Cloud Workflows で途中実行を実現
はじめに
去年サッカーゲームのイレブンを Google Cloud 製品 X 数理最適化 を用いて解く記事を投稿しました。
こちらの記事で書いたとおり、データ取得から数理最適化のアウトプットまでの実行を Cloud Workflows を使って日々実行しています。
上記の記事では 3 つの Cloud Run Jobs を順番に呼び出す役割を担っています。
今回は Cloud Workflows で不便に思っている途中実行について書いていきます。
Cloud Workflows
Cloud Workflows は Google Cloud 製品の API を呼び出す順序関係を解決してくれるワークフロー製品です。
特徴としては yaml で記述するため簡単なロジックを書くことができませんが、処理の依存関係を解決することだけに注力できます。

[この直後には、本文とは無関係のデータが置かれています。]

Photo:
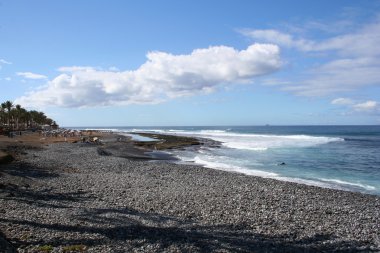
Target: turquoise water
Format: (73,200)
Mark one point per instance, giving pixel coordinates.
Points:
(340,157)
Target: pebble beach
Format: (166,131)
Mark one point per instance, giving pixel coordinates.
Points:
(69,197)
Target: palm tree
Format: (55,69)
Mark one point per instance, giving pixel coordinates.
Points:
(17,114)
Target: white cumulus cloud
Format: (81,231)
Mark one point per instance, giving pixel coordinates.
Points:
(161,77)
(30,75)
(342,101)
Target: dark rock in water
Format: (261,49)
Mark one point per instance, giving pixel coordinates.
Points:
(5,246)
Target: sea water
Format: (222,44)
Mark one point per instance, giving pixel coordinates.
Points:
(339,157)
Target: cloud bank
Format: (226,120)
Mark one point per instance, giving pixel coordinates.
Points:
(4,62)
(347,61)
(163,76)
(30,75)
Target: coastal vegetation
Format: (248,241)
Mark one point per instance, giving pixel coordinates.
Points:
(15,117)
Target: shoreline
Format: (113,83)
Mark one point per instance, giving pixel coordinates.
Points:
(67,194)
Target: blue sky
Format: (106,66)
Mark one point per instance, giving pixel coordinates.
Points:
(141,63)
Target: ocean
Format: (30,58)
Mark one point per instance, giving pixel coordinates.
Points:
(339,157)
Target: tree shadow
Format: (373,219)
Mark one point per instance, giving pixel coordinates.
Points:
(122,226)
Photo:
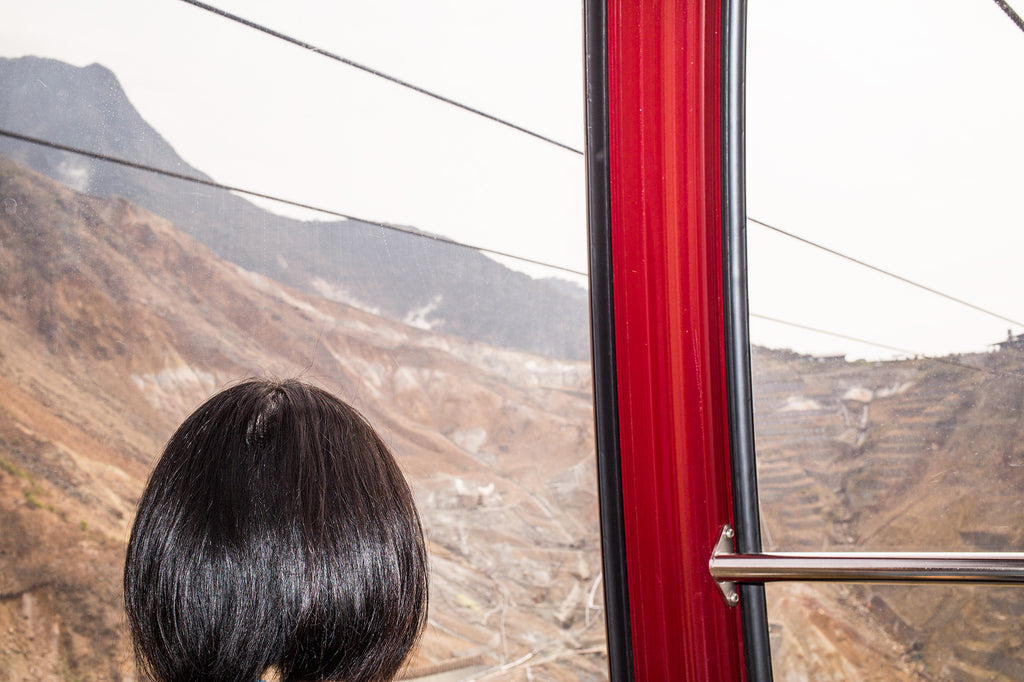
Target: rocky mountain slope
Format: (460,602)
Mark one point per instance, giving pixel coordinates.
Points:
(407,278)
(114,325)
(918,455)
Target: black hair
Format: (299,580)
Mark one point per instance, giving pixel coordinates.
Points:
(275,530)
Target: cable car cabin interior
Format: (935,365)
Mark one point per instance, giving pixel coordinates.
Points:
(692,325)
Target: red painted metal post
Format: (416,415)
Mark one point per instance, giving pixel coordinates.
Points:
(664,112)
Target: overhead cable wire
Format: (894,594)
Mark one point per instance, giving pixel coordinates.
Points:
(1014,16)
(888,272)
(380,74)
(876,344)
(287,202)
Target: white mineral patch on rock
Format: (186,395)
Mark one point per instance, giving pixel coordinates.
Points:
(800,403)
(859,393)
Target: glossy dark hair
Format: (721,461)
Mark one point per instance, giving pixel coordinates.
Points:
(275,530)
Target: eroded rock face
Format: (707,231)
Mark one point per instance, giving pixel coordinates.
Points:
(900,456)
(114,326)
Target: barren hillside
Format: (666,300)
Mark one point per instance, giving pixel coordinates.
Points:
(114,325)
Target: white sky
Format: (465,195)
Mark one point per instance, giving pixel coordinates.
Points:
(886,129)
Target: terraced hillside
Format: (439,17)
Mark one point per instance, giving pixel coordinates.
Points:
(902,456)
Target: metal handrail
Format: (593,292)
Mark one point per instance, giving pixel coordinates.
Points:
(728,568)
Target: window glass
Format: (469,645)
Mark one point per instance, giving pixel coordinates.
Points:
(129,297)
(884,236)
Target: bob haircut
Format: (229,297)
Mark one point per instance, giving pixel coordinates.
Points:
(275,530)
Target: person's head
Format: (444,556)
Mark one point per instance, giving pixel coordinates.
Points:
(275,531)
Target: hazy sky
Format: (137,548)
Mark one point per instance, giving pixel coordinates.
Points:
(885,129)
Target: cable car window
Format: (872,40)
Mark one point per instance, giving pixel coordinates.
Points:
(884,236)
(193,196)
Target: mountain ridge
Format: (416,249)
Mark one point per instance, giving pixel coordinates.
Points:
(395,273)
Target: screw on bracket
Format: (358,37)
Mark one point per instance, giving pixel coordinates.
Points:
(724,546)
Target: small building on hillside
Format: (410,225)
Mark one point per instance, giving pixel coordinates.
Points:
(1012,343)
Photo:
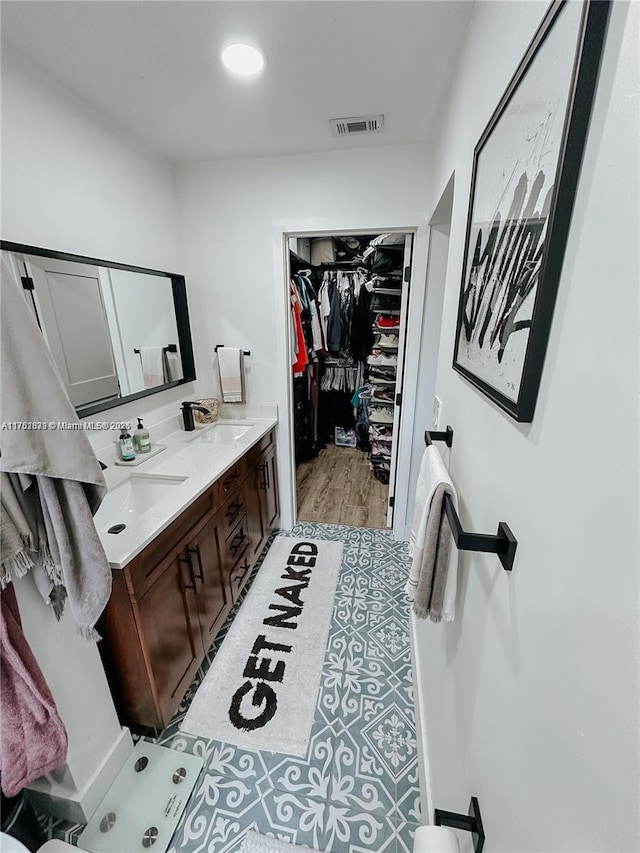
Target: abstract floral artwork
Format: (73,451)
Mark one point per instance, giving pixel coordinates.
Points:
(525,174)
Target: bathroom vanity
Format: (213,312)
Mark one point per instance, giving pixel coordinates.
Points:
(171,598)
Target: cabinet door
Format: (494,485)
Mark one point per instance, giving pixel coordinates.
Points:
(170,634)
(268,485)
(211,599)
(257,529)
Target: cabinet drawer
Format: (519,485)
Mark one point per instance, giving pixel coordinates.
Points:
(235,545)
(239,574)
(230,481)
(232,511)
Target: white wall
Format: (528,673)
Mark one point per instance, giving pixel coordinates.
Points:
(230,215)
(73,183)
(531,696)
(227,210)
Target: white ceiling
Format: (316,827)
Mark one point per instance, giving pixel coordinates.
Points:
(154,68)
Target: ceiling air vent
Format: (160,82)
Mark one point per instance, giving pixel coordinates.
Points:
(356,124)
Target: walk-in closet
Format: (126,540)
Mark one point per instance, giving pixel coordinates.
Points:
(349,298)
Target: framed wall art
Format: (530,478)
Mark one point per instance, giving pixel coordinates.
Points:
(525,174)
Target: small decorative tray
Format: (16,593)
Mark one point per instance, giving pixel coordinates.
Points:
(142,457)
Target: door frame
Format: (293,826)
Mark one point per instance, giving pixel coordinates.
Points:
(281,231)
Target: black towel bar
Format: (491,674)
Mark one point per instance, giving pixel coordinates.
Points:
(168,348)
(246,351)
(503,544)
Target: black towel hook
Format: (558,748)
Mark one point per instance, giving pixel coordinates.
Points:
(503,544)
(219,346)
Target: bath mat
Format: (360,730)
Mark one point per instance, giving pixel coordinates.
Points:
(261,689)
(253,842)
(143,806)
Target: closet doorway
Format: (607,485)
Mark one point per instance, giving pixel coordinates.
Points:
(349,298)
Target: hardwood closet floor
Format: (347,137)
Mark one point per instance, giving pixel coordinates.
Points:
(339,488)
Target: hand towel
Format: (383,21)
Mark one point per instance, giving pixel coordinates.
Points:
(58,467)
(152,359)
(230,368)
(432,581)
(172,364)
(33,740)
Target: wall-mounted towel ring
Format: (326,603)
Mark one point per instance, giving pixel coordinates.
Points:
(504,543)
(219,346)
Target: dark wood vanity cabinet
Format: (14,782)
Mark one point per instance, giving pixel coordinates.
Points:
(169,603)
(268,486)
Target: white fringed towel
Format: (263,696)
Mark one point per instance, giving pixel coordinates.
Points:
(432,581)
(230,368)
(152,359)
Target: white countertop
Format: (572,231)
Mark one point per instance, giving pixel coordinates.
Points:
(201,463)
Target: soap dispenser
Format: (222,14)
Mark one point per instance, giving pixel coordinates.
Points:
(141,438)
(127,453)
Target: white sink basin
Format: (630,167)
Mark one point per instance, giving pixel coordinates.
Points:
(131,499)
(222,433)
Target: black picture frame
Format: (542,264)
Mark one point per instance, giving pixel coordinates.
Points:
(513,262)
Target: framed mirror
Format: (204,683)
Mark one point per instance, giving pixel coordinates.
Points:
(116,332)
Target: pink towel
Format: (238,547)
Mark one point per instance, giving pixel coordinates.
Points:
(33,739)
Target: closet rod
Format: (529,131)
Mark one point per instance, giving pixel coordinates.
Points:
(503,544)
(219,346)
(168,348)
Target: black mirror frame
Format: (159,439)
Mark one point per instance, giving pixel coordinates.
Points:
(179,289)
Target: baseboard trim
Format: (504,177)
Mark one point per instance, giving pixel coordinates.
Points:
(424,775)
(57,800)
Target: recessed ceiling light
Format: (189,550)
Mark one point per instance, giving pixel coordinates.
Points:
(243,59)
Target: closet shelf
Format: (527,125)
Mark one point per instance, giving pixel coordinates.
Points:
(387,330)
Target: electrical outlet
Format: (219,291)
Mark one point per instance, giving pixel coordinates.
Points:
(435,420)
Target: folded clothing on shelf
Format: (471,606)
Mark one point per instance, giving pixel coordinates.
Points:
(386,322)
(386,374)
(380,432)
(383,359)
(384,302)
(380,414)
(385,395)
(386,282)
(388,240)
(386,342)
(384,259)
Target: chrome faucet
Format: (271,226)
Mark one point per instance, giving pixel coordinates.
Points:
(187,414)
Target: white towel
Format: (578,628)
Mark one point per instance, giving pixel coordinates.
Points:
(172,366)
(230,364)
(433,474)
(152,359)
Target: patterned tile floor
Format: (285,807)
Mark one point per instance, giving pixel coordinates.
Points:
(357,789)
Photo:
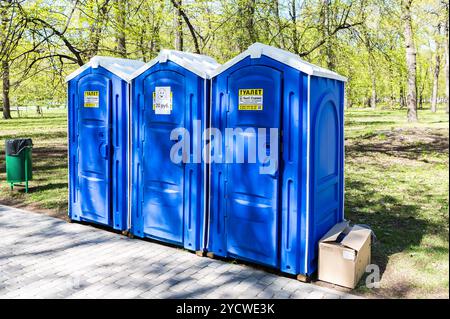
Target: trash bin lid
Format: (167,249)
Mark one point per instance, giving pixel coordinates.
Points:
(15,146)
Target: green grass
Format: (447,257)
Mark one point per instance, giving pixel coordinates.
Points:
(48,190)
(396,181)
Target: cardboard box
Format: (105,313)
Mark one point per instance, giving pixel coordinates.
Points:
(344,253)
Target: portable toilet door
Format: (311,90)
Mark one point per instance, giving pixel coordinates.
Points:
(98,108)
(170,95)
(273,211)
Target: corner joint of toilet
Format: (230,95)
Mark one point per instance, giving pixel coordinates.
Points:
(169,199)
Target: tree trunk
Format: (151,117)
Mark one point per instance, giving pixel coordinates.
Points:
(179,28)
(293,14)
(411,97)
(97,28)
(327,49)
(447,62)
(4,19)
(5,90)
(373,98)
(402,96)
(434,97)
(121,22)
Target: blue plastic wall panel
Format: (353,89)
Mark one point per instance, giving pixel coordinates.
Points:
(168,199)
(98,148)
(327,160)
(264,218)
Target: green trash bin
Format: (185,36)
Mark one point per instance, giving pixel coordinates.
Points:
(19,167)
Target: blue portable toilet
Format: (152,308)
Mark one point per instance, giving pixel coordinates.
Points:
(169,198)
(98,115)
(276,218)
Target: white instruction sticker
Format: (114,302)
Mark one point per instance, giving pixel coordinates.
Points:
(250,99)
(348,254)
(91,98)
(162,100)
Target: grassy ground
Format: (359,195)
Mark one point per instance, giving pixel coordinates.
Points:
(396,182)
(48,190)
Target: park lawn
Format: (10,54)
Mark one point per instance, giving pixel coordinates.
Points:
(396,181)
(48,189)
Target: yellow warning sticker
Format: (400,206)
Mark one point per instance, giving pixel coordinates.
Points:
(91,98)
(162,100)
(250,99)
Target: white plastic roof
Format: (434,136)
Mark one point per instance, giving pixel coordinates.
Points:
(288,58)
(123,68)
(201,65)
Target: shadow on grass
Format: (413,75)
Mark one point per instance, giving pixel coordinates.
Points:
(396,221)
(407,145)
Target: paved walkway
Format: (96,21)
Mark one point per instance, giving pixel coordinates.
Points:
(45,257)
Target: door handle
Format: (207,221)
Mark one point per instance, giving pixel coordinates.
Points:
(104,150)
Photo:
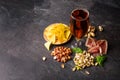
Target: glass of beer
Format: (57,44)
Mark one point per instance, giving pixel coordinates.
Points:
(79,23)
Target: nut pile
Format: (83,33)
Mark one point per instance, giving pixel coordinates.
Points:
(61,54)
(83,60)
(91,32)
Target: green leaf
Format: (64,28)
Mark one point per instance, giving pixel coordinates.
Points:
(100,59)
(77,50)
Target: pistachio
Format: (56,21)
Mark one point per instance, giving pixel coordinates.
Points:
(44,58)
(100,28)
(62,66)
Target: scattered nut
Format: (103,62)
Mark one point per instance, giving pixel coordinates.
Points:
(73,69)
(62,66)
(61,54)
(44,58)
(100,28)
(91,32)
(87,72)
(83,60)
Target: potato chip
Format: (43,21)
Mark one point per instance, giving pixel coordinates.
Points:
(57,33)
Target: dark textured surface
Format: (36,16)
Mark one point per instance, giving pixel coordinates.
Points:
(22,44)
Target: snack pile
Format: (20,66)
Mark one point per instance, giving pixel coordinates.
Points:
(94,55)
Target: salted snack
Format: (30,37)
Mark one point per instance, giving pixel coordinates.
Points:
(57,33)
(61,54)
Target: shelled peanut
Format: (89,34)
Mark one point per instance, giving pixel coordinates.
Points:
(83,60)
(91,32)
(61,54)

またサーバレスで Airflow などのサーバありきのワークフローとは違いサーバ管理不要なので柔軟に扱うことができます。
また従量課金でもあるため使用頻度の低いバッチ処理であれば無料枠に収まるため非常に経済的です。
安価だが途中実行が UI からできない
便利な Cloud Workflows ですが Airflow と比べて "途中から実行ができない" ので時々不便に感じます。
例えばデータ取得からデータレイク作成まで完了、データマート作成時にエラーが発生したとしましょう。
データにおける冪等性が保たれている前提で、Airflow の場合は UI からの操作でデータマート作成のステップから再実行ができます。
しかし Cloud Workflows にはその機能がなく、最初から、データ取得からの実行になります。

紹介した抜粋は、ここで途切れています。